We had no fancy equipment, no walking boots, no waterproofs. It was just us two ordinary working class Black and Brown kids that’d been spat out of education at 16 years old. CJ reminded me how good it felt to be in the green and wild silence around Sheffield. It was through CJ I started medicating myself with nature again.
I tried to find ways to belong and work in nature – through conservation volunteering and outdoor pursuits trainings. But none of that felt right. I felt too Brown in a white-dominated world, didn’t have the right equipment, or enough strength or stamina to keep up with others. I knew I loved nature and that nature loved me but this outdoor pursuits world wasn’t my place. I needed to find a different way.
A way that was reciprocal and soft. Not extractive or requiring expensive equipment or qualifications, athleticism, ego or machismo. A gentle way. A kinful way. A slow way. Like the way of my rural Punjabi ancestors who use to walk between villages and temples and festivals for days, stopping frequently, sharing food, sleeping under stars, napping on hot afternoons. I could feel these ways in my bones. I needed to work out how to practice these ways here, in the UK.
***
This summer, I took a solo journey through the Outer Hebrides in my tiny campervan.
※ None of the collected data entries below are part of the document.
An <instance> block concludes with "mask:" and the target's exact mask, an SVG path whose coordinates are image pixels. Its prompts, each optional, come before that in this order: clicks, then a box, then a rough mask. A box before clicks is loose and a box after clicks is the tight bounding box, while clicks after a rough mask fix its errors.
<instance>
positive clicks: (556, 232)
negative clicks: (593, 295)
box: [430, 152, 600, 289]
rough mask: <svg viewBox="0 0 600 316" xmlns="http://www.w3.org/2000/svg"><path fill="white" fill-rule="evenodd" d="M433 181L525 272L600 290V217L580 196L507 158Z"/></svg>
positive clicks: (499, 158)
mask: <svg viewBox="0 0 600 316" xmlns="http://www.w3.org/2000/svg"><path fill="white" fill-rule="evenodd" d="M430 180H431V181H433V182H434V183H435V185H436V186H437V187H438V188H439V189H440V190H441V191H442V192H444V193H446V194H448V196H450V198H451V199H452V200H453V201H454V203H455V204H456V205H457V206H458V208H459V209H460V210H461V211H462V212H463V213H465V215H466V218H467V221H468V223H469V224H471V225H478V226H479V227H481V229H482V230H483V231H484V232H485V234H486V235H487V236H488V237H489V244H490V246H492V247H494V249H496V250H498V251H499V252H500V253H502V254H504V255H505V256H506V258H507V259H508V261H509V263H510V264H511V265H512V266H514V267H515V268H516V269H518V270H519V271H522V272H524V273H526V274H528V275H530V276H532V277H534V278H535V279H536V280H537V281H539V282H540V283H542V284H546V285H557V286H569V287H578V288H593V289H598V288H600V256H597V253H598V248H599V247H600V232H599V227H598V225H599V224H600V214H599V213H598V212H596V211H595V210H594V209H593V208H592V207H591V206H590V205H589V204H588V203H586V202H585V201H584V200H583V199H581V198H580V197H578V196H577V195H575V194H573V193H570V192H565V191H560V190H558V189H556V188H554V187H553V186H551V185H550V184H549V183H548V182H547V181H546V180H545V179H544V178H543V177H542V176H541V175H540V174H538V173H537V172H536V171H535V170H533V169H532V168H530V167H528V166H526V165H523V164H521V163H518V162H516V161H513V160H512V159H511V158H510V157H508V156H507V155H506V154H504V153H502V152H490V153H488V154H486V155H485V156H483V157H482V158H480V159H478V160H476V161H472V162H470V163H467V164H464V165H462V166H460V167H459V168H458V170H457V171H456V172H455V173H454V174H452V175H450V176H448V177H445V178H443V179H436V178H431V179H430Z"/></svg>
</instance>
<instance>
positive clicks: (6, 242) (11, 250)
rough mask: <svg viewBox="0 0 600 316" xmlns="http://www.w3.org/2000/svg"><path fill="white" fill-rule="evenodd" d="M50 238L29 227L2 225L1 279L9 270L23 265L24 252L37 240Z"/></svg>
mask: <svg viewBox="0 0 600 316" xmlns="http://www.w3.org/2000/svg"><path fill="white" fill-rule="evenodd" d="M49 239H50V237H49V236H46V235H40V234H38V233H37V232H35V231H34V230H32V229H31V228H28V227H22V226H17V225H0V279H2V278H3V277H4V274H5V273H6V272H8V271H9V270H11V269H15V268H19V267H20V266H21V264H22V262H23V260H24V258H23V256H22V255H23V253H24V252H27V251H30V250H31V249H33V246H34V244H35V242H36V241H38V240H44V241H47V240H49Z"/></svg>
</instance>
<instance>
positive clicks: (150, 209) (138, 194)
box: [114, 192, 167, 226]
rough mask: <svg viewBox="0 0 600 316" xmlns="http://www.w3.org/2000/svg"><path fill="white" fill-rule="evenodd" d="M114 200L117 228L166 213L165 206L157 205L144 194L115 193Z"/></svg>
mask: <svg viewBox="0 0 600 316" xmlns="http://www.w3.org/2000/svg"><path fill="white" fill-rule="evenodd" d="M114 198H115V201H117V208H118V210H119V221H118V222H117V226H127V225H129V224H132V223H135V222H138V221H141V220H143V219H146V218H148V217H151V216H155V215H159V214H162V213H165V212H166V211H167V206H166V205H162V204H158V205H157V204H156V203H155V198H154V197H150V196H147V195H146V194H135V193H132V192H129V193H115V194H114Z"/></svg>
For two and a half weeks I idled, watched rainfall, created nature rituals, journaled, bird-watched, skinny-dipped, slept, napped, cooked on my tiny stove, got bitten by midgies, followed by cows, followed unsigned roads and paths. I revelled in being useless to capitalism3. My journey was unambitious, aimless, unplanned. I simply turned up at ferry terminals or campsites and went with the flow. I wasn’t walking or cycling The Hebridean Way. I was just pottering my heart and soul out in nature.
This trip was special. A year earlier, I’d suffered a traumatic brain injury which still affects my daily life. That moment on Howmore Beach reminded me that I'm wildly alive. That even with my current limitations I'm living my best life. With, and as nature.
I’ve come full circle in my nature being-ness. If CJ were here now, he’d be proud of me. As a Brown woman, I claim these experiences — for myself, and for my ancestors — and for every woman of colour who wants to adventure in their own wild and green way.